Honestly, I’m not the kind of person who hits all the museums when I travel. While I enjoy art and history, wandering around exhibit halls usually gets me thinking about lunch.
However, after being taken by a friend, the Museo de Antioquia ended up being one of my favorite experiences in Medellín.
Not only that, but I also found a new favorite artist: Fernando Botero, a native of Medellín whose paintings and sculptures make up a considerable part of the museum’s collection.
Whether you’re an art enthusiast or just bored in Medellín with a morning to spare, Museo de Antioquia is one of my top recommendations in the city.
Meet Museo de Antioquia
Established in 1881, Museo de Antioquia was the first museum in the Antioquia department and the second in Colombia. Although it’s moved between several buildings and changed its title a few times, it received its current name in 1978 after Fernando Botero donated a large number of his works.
The museum consists of two wings and three floors hosting a wide range of art and historical artifacts. In addition to the Sala Fernando Botero, these include:
Sala Siglo XX – XXI: a collection of modern and abstract art.
SalaLuis Caballero: a collection from the painter (1943-1995) capturing his emphasis on the male form, eroticism, and violence.
Sala de Arte Internacional: a collection dedicated to modern and contemporary works from around the world.
Sala Colonial y Republicana: for history buffs, a collection of paintings, photography, and sculptures devoted to important figures and events in Colombia’s past.
La Persistencia del Dogma: based on the idea of art through stories, images of 19th Century culture that reflect the norms and values of colonial society.
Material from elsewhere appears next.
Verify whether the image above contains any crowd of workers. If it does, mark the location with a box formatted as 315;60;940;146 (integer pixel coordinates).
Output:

El Barro Tiene Voz: the name literally meaning “the mud has a voice,” an exhibit of pottery and ceramics.
Most works include English descriptions, and you can visit the museum with a group or as an individual. Prices vary based on the size of your group and certain demographics.
If you’re a Colombian resident with a socioeconomic stratification classification of 1-3, admission is free.
Speaking of socioeconomic stratification, it’s worth discussing the location of Museo de Antioquia: right in the center of Comuna 10, known as La Candelaria. This location includes the historic Centro of the city.
This sometimes intimidates foreigners and tourists interested in visiting the museum because La Candelaria is not exactly known for safety and has a grittier appearance than Poblado or Laureles.
For reference, Poblado has residents predominantly classified as level 6 in the government’s definitions of socioeconomic strata (the highest possible).
And, Laureles predominantly residents classed 5. In contrast, La Candelaria is home to people mostly classed as 4.
In the past, it has been one of the more dangerous neighborhoods. But, after extensive investment and city improvements by the government in security measures including cameras, it’s a relatively safe place for foreigners, especially during the day.
Getting to Museo de Antioquia
If you’re concerned about walking through neighborhoods like Estacion Villa and San Benito to get to the museum, it’s easy enough to take a taxi to Plaza Botero.
This is the square around the museum that features sculptures by Fernando Botero. It also features numerous local vendors selling fresh Colombian fruit and baked goods.
You can also take the metro to Parque Berrío on the blue A-line. If you’re coming from Laureles, you can take the orange B line to San Antonio and then transfer to the A. Or, it’s an eight-minute walk from there to the museum.
The pedestrian areas and parks around Museo de Antioquia like Plaza Botero are patrolled by police and fairly safe.
There are usually a lot of people, though, so use the caution you would in any large city to avoid pickpockets.
Keep valuables in your front pockets, zipped closed ideally, and avoid bumping into people. You’ll want your cash to buy an empanada.
I was enamored with Botero’s work after seeing it at Museo de Antioquia. His signature style, known as Boterismo, is captivating.
While professional critics usually describe it as depicting figures in an “exaggerated volume,” you’re more likely to hear the layman describe it as, well, fat. It’s not just people, though. Even Botero’s still lifes have eye-catching plumpness.
Botero was born in Medellín in 1932 and started his art career making illustrations for the newspaper El Colombiano. His paintings and sculptures cover a wide range of themes from still lifes and historical portraits to politically critical depictions of current events.
Some of his most notable works include:
Mona Lisa, Age Twelve (1959)
The Presidential Family (1967)
Pedrito on a Wooden Horse (1974)*
Louis XVI and Marie Antoinette (1990)*
Death of Pablo Escobar (1999)*
*Located in Museo de Antioquia
After learning about Fernando Botero in Medellín, I began seeing his work, style, and influence everywhere.
In fact, there was even a sculpture of his waiting for me in the Palma airport when I stepped off the plane. His collection at Museo de Antioquia, as well as the rest of the artwork displayed there, will enrich your time in the city and give you a unique but intimate look into its history and culture.
Spend a Day Wandering the Halls of Museo de Antioquia
Museo de Antioquia is a great place to spend an afternoon. In fact, it’s the ideal spot to hang out on a rainy day!
With this guide, you’ll be fully prepared to enjoy wiling away the hours in this comprehensive museum.